Eu acredito que foi. Em 2015, eu escrevi um artigo apontando as similaridades entre o ISIS e outros movimentos revolucionários (por exemplo, o movimento jacobino, os bolcheviques, o Khmer Vermelho, etc), e eu estabeleci algumas lições bastante óbvias tiradas daqueles movimentos históricos.
Cada um deles proclamava uma visão extrema de transformação da sociedade, acreditava que as forças da história (ou a divina providência) estavam ao seu lado e garantiam o seu sucesso, recorreu à extrema violência para avançar em seus objetivos e possuía uma capacidade de inspirar pessoas em terras distantes.
Ainda assim, eu argumentei que o Estado Islâmico não era tão perigoso quanto muitos afirmavam porque a maior parte dos movimentos revolucionários não conseguiram exportar seu modelo nem sobreviver por muito tempo, a menos que eles conquistassem o controle de um país poderoso. Felizmente, embora o ISIS fosse mais rico que a maior parte das organizações terroristas, ainda era um estado muito fraco.
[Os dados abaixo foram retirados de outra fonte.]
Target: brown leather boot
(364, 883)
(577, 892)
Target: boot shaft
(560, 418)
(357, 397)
Por que o Estado Islâmico perdeu?
Por muitas razões. A derrota do ISIS foi determinada por várias causas e não deveria nos surpreender. Apesar de seu comportamento assustador e de seu acesso a algumas modestas rendas de petróleo, ele era muito mais fraco que a Rússia bolchevique, a França revolucionária ou ainda a maior parte de seus vizinhos próximos.
De fato, o ISIS podia emergir e obter o controle de um vasto deserto em grande parte vazio por causa do vácuo de poder criado pela invasão do Iraque pelos EUA e a subsequente revolta na Síria. Uma vez que o grupo se estabeleceu em Raqqa e no território ao redor, seu exemplo, sua ideologia e o seu apoio material causaram problemas em outros lugares, mas a fraqueza inerente do grupo limitou a sua habilidade de espalhar sua mensagem e colocou-o em desvantagem uma vez que seus vizinhos reconheceram o problema que representavam.
Movimentos revolucionários às vezes obtêm sucesso porque eles apreciam a vantagem da surpresa – como o Estado Islâmico fez quando logo apareceu – mas se torna mais difícil para eles se expandirem ou sobreviverem quando países mais poderosos estão atentos ao perigo e passam a agir para contê-lo. O Estado Islâmico não foi uma exceção.
Além disso, a ideologia radical do ISIS e suas práticas abomináveis (incluindo decapitações, escravidão sexual e coisas do tipo) alienou muitos quando seguiu sua tendência de tratar muçulmanos que não partilhavam de suas visões extremas como apóstatas.
Não é fácil unir os Estados Unidos, Rússia, Iraque, o regime de Bashar al-Assad na Síria, o Irã, a Arábia Saudita, a União Europeia, a Jordânia, os curdos e outros em uma frente comum, mas os brilhantes estrategistas liderando o Estado Islâmico conseguiram isso. E uma vez que isso foi feito, seu pretensioso califado estava destruído.
Finalmente, a campanha contra o ISIS funcionou em parte porque os Estados Unidos sabiamente permitiram que forças locais agissem e não tentou erradicar o Estado Islâmico sozinho. O poder aéreo americano cumpriu um importante papel nisso assim como o aconselhamento e treinamento fornecido por outras unidades dos EUA. Mas atores locais com uma participação mais imediata no resultado e maior crédito e legitimidade local participaram na ofensiva mais forte. Este prudente uso do poder americano tornou mais difícil para o Estado Islâmico retratar o ataque estrangeiro como contra o “Islã” visto que a maior parte das vítimas do ISIS eram os próprios muçulmanos.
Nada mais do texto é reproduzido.